O 25 de Novembro foi isso – um majestoso indulto colectivo atribuído aos fascistas que subjugaram o povo português durante quase 50 anos e que ainda serviu para os perpetuar no poder por, pelo menos, mais 50 anos. Veremos até quando.
É só olhar e ver. Em 50 anos de “democracia” tivemos um Cavaco “pidesco” mais de 20 anos no poder, temos um Presidente da República “afilhado” do outro Marcello e temos um ministro e líder de um dos partidos do governo (Melo, como o cónego fascista) a transbordar de saudades pela outra senhora. E os exemplos são inúmeros, desde os passarões da vida política aos passarões que dominavam e continuaram a dominar o sector privado, antes, dependentes do poder político e com a actividade económica fomentada por ele, e, no pós-25 de Abril, com controlo absoluto sobre o poder político. O que aconteceu a Ricardo Espírito Santo, a António Champalimaud, a Manuel Fino, a Manuel Queiroz Pereira, à família Mello, a Alfredo da Silva, ou aos grupos empresariais como o grupo CUF, o grupo Champalimaud, o grupo Espírito Santo, o Banco Português do Atlântico, o Banco Borges & Irmão, o Banco Fonsecas & Burnay ou o Banco Nacional Ultramarino? O que aconteceu a toda essa gente que muito prosperou com o sistema ditatorial?

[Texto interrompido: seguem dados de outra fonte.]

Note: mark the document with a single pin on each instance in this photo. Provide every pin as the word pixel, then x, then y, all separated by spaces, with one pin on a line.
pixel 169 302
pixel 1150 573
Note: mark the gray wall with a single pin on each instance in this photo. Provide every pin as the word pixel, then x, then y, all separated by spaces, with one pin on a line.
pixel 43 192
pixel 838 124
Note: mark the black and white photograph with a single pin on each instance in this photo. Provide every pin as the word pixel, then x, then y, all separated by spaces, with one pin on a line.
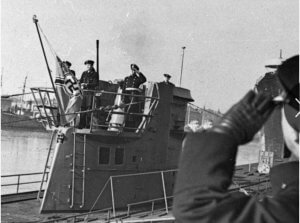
pixel 150 111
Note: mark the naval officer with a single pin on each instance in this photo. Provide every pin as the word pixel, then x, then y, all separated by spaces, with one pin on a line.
pixel 132 82
pixel 207 162
pixel 68 64
pixel 88 81
pixel 167 78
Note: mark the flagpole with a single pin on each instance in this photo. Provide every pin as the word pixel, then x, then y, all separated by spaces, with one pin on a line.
pixel 35 21
pixel 97 51
pixel 183 48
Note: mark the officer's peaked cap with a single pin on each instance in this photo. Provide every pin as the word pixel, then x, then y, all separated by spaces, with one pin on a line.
pixel 68 63
pixel 134 66
pixel 288 74
pixel 167 75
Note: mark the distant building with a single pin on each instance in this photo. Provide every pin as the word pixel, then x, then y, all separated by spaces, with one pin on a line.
pixel 274 142
pixel 6 104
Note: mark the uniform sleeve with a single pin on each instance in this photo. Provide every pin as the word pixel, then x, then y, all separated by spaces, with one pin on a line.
pixel 201 194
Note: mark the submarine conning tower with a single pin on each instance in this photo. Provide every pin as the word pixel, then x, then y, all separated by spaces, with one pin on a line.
pixel 126 155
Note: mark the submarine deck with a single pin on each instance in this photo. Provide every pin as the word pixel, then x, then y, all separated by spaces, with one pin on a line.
pixel 28 210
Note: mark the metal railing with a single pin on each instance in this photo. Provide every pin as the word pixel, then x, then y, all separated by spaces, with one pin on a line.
pixel 78 217
pixel 110 183
pixel 18 179
pixel 142 99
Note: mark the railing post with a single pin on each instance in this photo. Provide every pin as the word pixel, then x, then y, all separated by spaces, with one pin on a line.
pixel 164 190
pixel 112 197
pixel 18 184
pixel 152 207
pixel 128 210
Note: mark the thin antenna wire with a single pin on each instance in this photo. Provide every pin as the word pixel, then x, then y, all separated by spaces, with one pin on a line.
pixel 280 54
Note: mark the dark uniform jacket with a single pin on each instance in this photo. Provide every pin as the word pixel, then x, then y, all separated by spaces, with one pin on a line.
pixel 168 83
pixel 91 78
pixel 201 193
pixel 134 81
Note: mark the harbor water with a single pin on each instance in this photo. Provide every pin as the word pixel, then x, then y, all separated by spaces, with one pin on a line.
pixel 22 152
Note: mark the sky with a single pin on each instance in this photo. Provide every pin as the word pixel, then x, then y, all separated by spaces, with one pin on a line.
pixel 227 42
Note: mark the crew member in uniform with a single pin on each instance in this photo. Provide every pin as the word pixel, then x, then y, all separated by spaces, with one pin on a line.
pixel 167 80
pixel 132 83
pixel 207 162
pixel 68 64
pixel 131 86
pixel 89 81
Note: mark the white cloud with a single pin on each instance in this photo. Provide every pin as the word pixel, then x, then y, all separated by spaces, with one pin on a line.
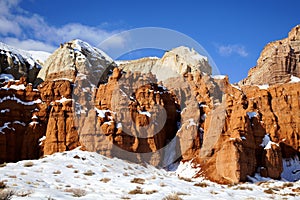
pixel 27 30
pixel 29 44
pixel 228 50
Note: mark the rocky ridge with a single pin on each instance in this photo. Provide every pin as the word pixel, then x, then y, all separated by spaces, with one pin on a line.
pixel 278 61
pixel 231 132
pixel 16 63
pixel 176 62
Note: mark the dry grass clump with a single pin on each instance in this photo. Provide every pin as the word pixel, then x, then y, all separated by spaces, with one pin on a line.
pixel 201 184
pixel 77 192
pixel 89 173
pixel 174 196
pixel 28 164
pixel 138 180
pixel 269 191
pixel 105 180
pixel 137 190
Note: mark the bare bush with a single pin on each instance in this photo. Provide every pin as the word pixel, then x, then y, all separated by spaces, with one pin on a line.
pixel 6 194
pixel 28 164
pixel 77 192
pixel 172 197
pixel 138 180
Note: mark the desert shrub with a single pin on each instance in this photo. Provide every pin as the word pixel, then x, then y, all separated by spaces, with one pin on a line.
pixel 137 190
pixel 6 194
pixel 202 184
pixel 23 193
pixel 28 164
pixel 243 188
pixel 89 173
pixel 269 191
pixel 148 192
pixel 2 185
pixel 185 179
pixel 138 180
pixel 70 166
pixel 172 197
pixel 289 184
pixel 77 192
pixel 2 164
pixel 105 180
pixel 104 170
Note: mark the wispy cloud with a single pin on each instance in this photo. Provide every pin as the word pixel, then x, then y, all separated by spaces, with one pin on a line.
pixel 230 49
pixel 30 31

Claro, convém ainda recordar as inúmeras privatizações, ou seja, delapidação do património público e entrega de vacas leiteiras numa bandeja ao bando amigo da malta democrata e moderada.
E ainda temos que levar com os santinhos do pau oco, como é o caso do general Ramalho Eanes, que também não perdeu a oportunidade de aparecer perante os holofotes mediáticos, para exultar com o 25 de Novembro. Diz ele, “a data fundadora da democracia é o 25 de Abril”, para logo acrescentar, apenas e só, aquilo que tanto queria dizer, ou seja, que faz todo o sentido celebrar o 25 de Novembro. Disse-o com a mesma desfaçatez com que apelou, em 2020, para que os mais idosos prescindissem de um ventilador, em benefício de pessoas mais novas, garantindo que ele próprio o faria. Mas, sabendo de antemão, que essa situação, no caso dele, nunca se colocaria. Porque foi também para isso que serviu o 25 de Novembro – para continuar a garantir que existem portugueses de primeira, de segunda e de terceira categoria.
As perguntas que se impunham fazer ao senhor general, aquelas que nunca ninguém faz e que nunca ninguém se atreve a abordar são as seguintes:
As duas primeiras seriam: Onde é que o senhor estava no 25 de Abril? E o que fez pelo 25 de Abril?
E depois, o pós-25 de Abril; o que aconteceu aos milhares de fascistas que serviam o poder até ao dia 24 de Abril de 1974? Quantos foram julgados? Quantos foram condenados? Quantos responderam pelos escabrosos crimes cometidos contra um povo indefeso, ao longo de quase cinco décadas? Quantos responderam pela perseguição, detenção, tortura, prisão e morte de milhares de portugueses que tiveram a ousadia de enfrentar os ditadores? O que aconteceu a toda essa gente que servia o regime?
Bem, todos sabemos que Marcello Caetano foi para o Brasil gozar uma bela aposentadoria em Copacabana. E os outros?
A resposta a todas estas perguntas está no 25 de Novembro, que muitos já celebram, mas que pretendem celebrar ainda mais. Até mesmo mais do que o 25 de Abril. E como eles têm razões para celebrar o 25 de Novembro.